Primordial Man was lean, muscular, fat-free and tough as nails. His very life depended on his degree of functional fitness. He had to be able to fight or flee in an instant and every single day he had to stalk and kill animals with spears, knives, snares, rocks and arrows. The ancient combination of all-natural diet and vigorous, intense daily activity created a phenomenally functional physique. Modern Man would be well advised to take some diet and exercise tips from Primordial Man. We should all aspire to achieve a primordial level of vibrant, capable fitness. With some clever and innovative substitutions we can create a remarkable facsimile of super-fit Primal Man.

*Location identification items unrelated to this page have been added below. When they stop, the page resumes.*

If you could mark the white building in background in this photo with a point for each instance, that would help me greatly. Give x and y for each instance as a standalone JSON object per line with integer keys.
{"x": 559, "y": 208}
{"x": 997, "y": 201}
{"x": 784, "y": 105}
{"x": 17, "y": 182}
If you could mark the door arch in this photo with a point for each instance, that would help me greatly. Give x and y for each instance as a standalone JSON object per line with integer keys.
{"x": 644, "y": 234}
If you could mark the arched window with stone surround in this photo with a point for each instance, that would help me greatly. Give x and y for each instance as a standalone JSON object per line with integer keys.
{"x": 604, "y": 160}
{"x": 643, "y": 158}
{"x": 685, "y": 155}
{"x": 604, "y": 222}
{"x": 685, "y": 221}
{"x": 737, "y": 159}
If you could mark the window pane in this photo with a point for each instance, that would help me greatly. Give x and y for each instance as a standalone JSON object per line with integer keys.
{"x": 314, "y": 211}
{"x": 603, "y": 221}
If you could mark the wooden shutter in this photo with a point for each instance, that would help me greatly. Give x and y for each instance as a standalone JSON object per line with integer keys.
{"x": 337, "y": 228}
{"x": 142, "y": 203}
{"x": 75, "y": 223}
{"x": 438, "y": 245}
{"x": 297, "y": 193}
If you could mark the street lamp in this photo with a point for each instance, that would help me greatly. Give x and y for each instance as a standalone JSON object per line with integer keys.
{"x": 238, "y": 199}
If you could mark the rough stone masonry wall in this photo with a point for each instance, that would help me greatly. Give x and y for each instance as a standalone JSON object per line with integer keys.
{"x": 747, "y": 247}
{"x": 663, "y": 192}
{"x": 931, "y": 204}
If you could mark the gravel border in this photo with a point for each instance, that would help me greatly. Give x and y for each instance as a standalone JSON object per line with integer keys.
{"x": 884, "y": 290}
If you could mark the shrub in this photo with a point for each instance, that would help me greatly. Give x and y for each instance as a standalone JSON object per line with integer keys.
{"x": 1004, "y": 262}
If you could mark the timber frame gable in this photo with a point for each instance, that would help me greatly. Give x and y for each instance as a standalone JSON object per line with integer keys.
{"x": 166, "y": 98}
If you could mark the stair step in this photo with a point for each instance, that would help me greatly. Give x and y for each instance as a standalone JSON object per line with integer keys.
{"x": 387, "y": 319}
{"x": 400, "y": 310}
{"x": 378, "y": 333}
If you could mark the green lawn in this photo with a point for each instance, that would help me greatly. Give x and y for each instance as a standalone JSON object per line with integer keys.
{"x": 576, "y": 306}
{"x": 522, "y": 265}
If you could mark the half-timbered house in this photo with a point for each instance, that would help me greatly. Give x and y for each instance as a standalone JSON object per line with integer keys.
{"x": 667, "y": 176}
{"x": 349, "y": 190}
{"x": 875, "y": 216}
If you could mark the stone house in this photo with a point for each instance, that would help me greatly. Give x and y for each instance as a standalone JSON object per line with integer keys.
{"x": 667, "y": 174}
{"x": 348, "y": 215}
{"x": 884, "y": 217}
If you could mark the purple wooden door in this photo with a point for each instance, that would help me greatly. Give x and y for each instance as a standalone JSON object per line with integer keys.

From the dawn of humanity until its evolutionary apex, men worldwide consumed the same foods: lean protein and wild fruits and vegetables. The protein was uniformly lean and the carbohydrates overwhelmingly fibrous. Game produces exceedingly lean, nearly fat-free meat. Primal shore dwellers obtained their protein from the sea or lakes (fish and shellfish are nearly fat free) and saturated fat accounted for very little of primal man's daily caloric intake. Before the advent of agriculture, Primal Man ate fibrous carbohydrates to near exclusion. Potatoes, beans, corn and starch vegetables were exceedingly rare.


As a species Man has been in existence for roughly 250,000 years. Modern Man has been around for the last 40,000 years. From "year zero" until that unknown point in time when as a species we ceased evolving, everyone everywhere on earth ate the same foods. From first appearance of Homo Erectus 750,000 years ago, down through the appearance of Homo Sapiens 250,000 years ago, until that further point in time when we ceased moving down the evolutionary highway, men worldwide ate lean protein (obtained from game and seafood) along with wild fruits and vegetables - and little else - because there was little else.


As a species we became accustomed and acclimatized to consuming certain food for fuel. These foods were the ones we ate until our evolutionary apex was achieved. Once our evolution as a species ended, nutritionally, we were locked in. The optimal food/fuels were those foods eaten by man before the onset of our evolutionary apex.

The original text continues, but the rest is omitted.